For years there has been a religious like devotion to the Mortgage Income Tax Deduction (MITD) and its benefit for the home buyer. In stark economic truth it is actually bad for home buyers (twice) and great for banks. This is further proof of how stacked the economy is in favor of the banks. So the banks exploitation of society hasn’t been going on for 10 years, its been going on for over 60. Here is the mathematical and social proof.
- The MITD applies to interest only.
- It allows a home buyer to pay more in monthly interest payments because they will get some of that back as part of MITD.
- So consumers are willing to pay more interest which means they are willing to pay more for a house (because they can support a larger loan principle).

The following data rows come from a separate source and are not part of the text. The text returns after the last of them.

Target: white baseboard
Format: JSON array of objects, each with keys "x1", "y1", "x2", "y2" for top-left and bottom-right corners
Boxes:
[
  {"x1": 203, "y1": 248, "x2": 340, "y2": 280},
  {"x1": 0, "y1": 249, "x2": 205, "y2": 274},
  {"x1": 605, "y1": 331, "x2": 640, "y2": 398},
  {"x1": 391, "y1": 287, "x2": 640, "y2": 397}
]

- The interest goes to the bank who profits by the uptick in interest payments.
- The buyer pays more for a house.
- The taxpayer (who is also the home buyer) pays for that payment to the bank out of their own taxes (cause tax dollars are diverted to the MITD)

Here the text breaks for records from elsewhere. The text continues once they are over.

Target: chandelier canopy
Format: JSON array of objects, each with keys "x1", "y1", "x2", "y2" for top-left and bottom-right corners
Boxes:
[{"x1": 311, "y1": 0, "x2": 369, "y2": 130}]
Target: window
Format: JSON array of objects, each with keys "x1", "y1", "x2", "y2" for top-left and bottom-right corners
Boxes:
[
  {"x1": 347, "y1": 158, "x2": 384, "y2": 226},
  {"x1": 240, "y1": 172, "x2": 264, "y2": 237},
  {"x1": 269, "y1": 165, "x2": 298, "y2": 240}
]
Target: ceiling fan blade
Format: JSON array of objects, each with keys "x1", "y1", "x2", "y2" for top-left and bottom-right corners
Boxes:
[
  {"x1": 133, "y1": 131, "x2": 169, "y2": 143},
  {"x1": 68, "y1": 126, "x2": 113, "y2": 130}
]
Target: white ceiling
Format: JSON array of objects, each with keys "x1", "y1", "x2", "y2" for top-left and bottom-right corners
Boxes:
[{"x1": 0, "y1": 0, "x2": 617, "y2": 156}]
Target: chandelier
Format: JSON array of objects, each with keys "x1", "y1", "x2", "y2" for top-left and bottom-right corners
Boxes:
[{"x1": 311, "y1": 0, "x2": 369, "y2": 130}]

Its that simple and we’ve been falling for it since the end of World War II.
Here are some numbers:
- Let’s say (without the MITD) the you have $2000 to spend on a mortgage per month you’ll buy a certain amount of house.
- If you add the MITD you can now buy about $2500 of house (assuming you have 20% tax rate, not realisitic but makes the math simple for this exercise).
- Your spend $2500 and you get $500 back with the MITD. So what happens is a person is now willing to spend 25% more on the same house because they can afford 25% more in monthly INTEREST payments. Since houses are basically bidding processes enough people compete such that the price goes up to absorb the entire deduction.
- At the end of the day the person is no better off and actually is worse off because they scrape to find the extra $500 per month and then get relief at tax time with a big check the makes them whole (losing any interest they could have earned on that $500 in the interim and possibly incurring financing charges because they needed to get that $500 cash flow somehow in the interim, lets say through credit card debt.)
- In the meantime the bank collected that $500 extra a month and they didn’t need to give it back. That came from the government (AKA the taxpayer).
- Hence the buyer gets to pay more for a house and more for his taxes overall.
So next time you brag about your mortgage income tax deduction remember you just helped make a bank wealthier at your own personal expense (both as a buyer of house who paid more than you needed to and as a taxpayer who financed it).